OK, then. That says it all.


That's what happens when you put a narcissistic, race baiting sociopath in the White House.

He is slowly derailing, coming un hinged after last Tuesday. Saying he will use executive orders to push through radical laws like the Amnesty for illegal criminals, which he will end up getting impeached for and rightfully so. He should have been impeached several times over by now for bypassing and thumbing his nose at Congress.

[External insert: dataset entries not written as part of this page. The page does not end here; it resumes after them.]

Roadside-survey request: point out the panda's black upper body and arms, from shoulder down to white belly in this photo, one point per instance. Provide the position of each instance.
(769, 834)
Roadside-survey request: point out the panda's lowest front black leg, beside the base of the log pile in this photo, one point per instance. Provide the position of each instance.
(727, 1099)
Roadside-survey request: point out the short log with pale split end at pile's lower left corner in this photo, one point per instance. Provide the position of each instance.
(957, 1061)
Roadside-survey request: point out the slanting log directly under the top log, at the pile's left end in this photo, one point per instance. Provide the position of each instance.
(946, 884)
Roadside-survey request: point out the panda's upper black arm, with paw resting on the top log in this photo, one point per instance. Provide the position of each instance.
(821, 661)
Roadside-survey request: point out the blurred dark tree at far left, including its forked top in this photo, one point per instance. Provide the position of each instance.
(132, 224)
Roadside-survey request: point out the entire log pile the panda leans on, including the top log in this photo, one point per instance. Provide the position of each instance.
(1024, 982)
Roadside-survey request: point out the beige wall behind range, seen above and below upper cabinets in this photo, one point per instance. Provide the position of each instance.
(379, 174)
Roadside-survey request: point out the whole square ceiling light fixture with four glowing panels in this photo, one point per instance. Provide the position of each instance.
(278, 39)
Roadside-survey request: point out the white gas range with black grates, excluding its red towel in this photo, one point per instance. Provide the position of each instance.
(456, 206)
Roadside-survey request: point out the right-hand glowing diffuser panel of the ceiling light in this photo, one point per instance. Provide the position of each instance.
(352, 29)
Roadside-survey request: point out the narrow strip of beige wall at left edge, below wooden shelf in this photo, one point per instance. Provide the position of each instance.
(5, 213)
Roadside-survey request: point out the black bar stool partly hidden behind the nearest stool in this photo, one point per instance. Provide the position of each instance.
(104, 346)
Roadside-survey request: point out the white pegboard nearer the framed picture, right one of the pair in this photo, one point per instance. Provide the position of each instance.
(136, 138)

You mean have the sociopaths/psychopaths in the past have been somehow different? What about the ultimate but no where near as smooth psychopath, ole GW?

davidben1's photo
Tue 11/11/14 03:14 PM
in the seat of powers there be no racial games, nor corrupt games, nor most popular person games, but rather only all such games presented to the peoples, that keep the blind peoples fighting one another over data handed them, keeping them busied with the natural infinity debate about who be the most guilty, while power sit high and comfortable with no fear, seeing the game work well.

hail to power.

no photo
Tue 11/11/14 03:15 PM

the president approval has plummeted with congress


Reagan had quite a different situation, and still pretty much fluctuated between the low 40s and mid 50s approval thru his term,,,

and AFTER he left, he slowly became remembered as a great and a revered president,,,


But that wont happen with Odumbo, sinking, sinking, sunk, not worth salvaging. And the winners always write the history books and they enjoy making the bad even worse.